There was a lot of material about the ways radioactive material was used in the early days, before anyone really understood its effects. This product, the Revigator, exposed water to radioactive radon gas. Then you were supposed to drink the water and the radioactivity was supposed to make you feel younger.
Pale faces were very fashionable then, so a little radiation poisoning probably made you popular.
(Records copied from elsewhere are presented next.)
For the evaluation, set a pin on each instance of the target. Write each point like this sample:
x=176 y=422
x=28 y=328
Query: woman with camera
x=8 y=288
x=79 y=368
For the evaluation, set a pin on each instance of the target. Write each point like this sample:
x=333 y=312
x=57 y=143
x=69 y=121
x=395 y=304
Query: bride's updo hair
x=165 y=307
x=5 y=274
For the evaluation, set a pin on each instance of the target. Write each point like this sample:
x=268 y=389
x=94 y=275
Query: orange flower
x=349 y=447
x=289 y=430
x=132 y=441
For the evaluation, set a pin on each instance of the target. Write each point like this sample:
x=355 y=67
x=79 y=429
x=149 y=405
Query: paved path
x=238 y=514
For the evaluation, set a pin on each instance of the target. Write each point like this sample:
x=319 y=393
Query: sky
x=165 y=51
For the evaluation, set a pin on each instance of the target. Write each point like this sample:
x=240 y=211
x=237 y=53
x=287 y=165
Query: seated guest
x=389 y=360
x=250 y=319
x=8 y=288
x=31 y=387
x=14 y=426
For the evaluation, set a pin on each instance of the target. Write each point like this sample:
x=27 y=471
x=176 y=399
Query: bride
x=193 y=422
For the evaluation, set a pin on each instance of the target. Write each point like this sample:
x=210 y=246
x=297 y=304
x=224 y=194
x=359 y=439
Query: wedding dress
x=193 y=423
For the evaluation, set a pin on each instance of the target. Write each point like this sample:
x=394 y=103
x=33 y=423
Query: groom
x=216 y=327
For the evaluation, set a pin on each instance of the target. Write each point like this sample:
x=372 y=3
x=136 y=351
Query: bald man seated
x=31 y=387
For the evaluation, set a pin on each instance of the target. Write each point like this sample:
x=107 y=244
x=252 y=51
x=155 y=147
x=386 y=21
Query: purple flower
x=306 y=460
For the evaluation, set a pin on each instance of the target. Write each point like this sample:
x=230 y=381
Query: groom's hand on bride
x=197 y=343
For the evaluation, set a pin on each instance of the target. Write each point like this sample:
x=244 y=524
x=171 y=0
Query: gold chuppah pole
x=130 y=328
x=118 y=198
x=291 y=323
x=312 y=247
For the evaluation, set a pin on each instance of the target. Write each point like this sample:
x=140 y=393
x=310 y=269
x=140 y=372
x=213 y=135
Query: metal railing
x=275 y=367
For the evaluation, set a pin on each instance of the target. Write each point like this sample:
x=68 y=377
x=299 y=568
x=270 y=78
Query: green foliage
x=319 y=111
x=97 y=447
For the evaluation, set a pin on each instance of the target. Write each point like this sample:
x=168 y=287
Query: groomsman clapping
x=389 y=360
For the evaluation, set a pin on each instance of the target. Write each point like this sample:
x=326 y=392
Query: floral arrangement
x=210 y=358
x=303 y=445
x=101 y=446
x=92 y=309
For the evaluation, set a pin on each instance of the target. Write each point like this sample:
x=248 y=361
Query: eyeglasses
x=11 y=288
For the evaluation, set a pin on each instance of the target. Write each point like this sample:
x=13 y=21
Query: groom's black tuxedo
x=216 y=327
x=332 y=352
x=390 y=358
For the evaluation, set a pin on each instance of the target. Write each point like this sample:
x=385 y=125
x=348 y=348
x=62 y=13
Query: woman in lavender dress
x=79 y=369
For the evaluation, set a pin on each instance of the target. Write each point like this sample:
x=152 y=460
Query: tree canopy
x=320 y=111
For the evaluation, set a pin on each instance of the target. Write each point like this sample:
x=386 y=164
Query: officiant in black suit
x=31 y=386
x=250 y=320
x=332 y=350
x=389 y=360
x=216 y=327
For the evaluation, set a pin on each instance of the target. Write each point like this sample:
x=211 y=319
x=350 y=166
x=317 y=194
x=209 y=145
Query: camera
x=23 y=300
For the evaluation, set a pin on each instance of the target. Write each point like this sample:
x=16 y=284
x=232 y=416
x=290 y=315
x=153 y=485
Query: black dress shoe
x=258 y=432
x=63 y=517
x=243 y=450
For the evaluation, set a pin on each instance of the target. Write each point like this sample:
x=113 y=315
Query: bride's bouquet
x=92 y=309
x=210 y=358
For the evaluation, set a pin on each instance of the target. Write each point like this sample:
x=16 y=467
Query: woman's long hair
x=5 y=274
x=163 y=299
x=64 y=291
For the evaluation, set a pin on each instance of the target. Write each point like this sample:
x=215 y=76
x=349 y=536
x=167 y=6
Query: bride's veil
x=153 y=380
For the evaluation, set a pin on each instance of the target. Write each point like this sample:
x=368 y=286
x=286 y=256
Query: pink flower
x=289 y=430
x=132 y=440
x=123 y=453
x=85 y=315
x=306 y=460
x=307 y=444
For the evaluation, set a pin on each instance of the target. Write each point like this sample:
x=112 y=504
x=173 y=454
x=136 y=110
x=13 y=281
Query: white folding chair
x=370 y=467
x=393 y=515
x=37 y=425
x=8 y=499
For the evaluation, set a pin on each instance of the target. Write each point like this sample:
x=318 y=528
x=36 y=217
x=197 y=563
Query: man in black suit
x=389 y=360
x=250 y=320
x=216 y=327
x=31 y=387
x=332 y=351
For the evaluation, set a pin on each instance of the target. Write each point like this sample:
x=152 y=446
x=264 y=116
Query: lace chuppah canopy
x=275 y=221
Fortunately, most of the other radioactivity based products of the early 1900’s were harmless bunk.
The museum really concentrated on the history of atomic weapons, and displayed a copy of the letter Albert Einstein wrote to Roosevelt which led to the Manhattan project and the atomic bomb.
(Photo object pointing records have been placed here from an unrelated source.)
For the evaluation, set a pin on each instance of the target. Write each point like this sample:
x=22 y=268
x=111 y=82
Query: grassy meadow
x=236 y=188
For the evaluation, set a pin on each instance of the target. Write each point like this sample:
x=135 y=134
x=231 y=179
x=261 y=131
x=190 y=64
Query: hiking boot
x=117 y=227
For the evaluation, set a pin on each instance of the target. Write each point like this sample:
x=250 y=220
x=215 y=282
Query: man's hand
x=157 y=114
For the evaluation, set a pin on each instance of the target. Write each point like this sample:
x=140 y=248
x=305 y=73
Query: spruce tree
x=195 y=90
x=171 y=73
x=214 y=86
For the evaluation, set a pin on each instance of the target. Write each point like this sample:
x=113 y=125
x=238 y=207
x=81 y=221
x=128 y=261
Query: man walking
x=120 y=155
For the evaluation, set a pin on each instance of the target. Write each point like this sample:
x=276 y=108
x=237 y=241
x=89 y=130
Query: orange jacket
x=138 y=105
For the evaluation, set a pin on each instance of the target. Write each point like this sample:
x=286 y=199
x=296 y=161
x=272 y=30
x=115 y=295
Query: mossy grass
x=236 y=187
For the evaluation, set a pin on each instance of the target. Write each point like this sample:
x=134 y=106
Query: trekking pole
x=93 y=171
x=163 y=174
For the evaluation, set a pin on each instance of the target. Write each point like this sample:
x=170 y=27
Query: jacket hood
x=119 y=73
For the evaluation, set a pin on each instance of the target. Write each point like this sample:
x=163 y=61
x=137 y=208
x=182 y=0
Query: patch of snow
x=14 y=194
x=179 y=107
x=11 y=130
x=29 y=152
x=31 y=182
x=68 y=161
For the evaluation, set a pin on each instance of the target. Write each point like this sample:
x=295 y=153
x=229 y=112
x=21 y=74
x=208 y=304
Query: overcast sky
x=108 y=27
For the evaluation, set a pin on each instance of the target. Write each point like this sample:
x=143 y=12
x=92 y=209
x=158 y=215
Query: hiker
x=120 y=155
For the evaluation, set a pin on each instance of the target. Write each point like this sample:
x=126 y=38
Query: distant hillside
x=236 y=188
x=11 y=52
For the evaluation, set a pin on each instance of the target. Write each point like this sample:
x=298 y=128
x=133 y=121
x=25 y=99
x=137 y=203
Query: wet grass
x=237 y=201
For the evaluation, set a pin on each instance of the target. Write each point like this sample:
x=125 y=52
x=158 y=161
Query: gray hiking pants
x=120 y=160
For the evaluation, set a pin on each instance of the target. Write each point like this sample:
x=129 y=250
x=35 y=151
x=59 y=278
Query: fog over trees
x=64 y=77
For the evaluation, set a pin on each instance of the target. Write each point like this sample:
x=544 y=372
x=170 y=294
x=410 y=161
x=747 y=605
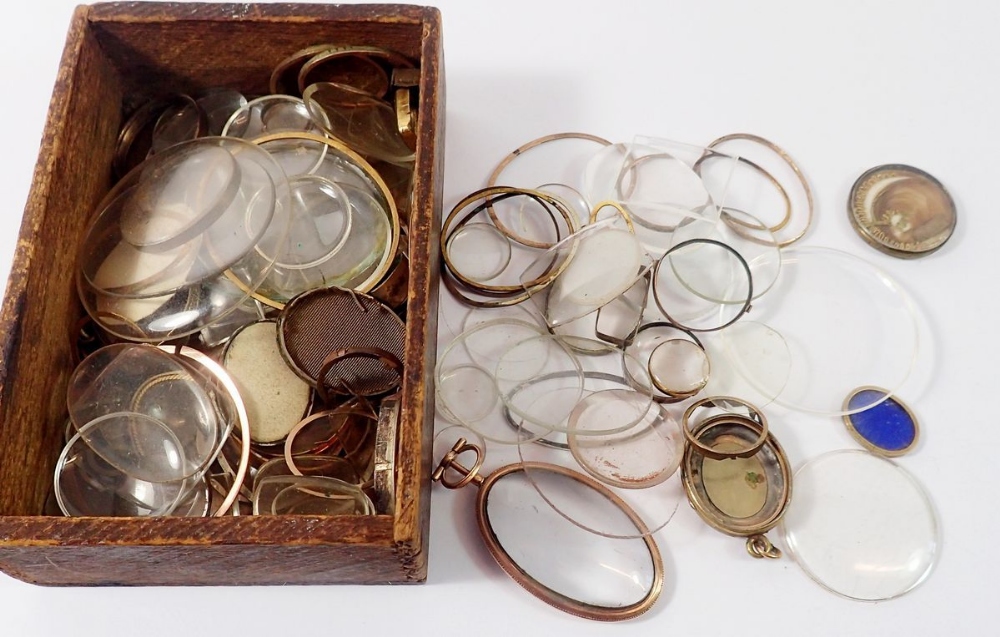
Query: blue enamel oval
x=887 y=425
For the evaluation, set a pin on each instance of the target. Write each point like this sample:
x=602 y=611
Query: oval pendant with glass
x=742 y=496
x=577 y=571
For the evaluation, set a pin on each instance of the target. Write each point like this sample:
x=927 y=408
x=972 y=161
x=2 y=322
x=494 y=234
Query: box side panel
x=41 y=304
x=417 y=415
x=175 y=48
x=217 y=551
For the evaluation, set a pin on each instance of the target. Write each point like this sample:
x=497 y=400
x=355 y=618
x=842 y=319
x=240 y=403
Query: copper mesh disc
x=319 y=322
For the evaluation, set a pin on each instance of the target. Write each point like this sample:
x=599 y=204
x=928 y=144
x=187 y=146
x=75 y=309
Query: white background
x=843 y=86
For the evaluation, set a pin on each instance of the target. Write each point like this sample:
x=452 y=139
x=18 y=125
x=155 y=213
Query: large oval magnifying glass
x=578 y=572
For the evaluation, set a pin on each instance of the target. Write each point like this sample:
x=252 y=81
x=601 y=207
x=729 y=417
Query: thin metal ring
x=372 y=174
x=714 y=154
x=756 y=418
x=780 y=152
x=678 y=395
x=498 y=193
x=746 y=304
x=369 y=53
x=622 y=212
x=506 y=161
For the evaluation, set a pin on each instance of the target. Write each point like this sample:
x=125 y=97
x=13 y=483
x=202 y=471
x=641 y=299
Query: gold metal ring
x=488 y=195
x=506 y=161
x=756 y=417
x=369 y=171
x=780 y=152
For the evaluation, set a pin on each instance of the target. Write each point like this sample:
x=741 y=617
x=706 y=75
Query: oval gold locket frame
x=511 y=567
x=777 y=474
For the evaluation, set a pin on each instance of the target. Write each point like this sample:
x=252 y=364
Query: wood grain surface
x=116 y=56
Since most of the scientific work in developing the atomic bomb was done on nearby Los Alamos, they had a lot a memorabilia of life at that very secret installation and descriptions of the first atomic bomb test, also in New Mexico. From there they showed the development of atomic weapons, with reproductions of the plutonium based “Big Boy” bomb used on Hiroshima...
...and the uranium 235 based “Little Man” bomb used on Nagasaki.
To their credit, they did not avoid discussing the moral and military issued behind the decision to use these bombs or describing the devastation created by them. This is a picture of a tricycle a three year-old boy was riding in Hiroshima at the time of the blast. He died from severe burns a few hours later.
After the war ended the military seemed eager to find all kinds of ways to use atomic weapons. They not only developed big bombs to destroy cities and armies, but all kinds of smaller bombs to destroy dams, submarines, tanks and whatever.
Incredibly, they even built an A-bomb that was carried in a 60 pound backpack. Somewhere, it seems they crossed the line between military needs and the endless male quest to find cool new ways of blowing stuff up.
It was amazing to see how many bombs were built by various countries, and how many hundreds of bombs tests there were in the 50’s. The US Air Force almost accidentally blew up Spain in 1966, when a B-52 crashed and dropped 4 H-bombs around a small village on the coast of Spain. None exploded, but they spread a lot of radioactive plutonium around which required a huge cleanup. Needless to say, Spain was not too happy about the incident and now forbids nuclear weapons in its airspace. The museum had a display describing the incident in detail, along with the empty casings of two of the recovered bombs.
I had a fun day out enjoying a couple museums but it was time to go back and see what little emergencies my family had while I was gone!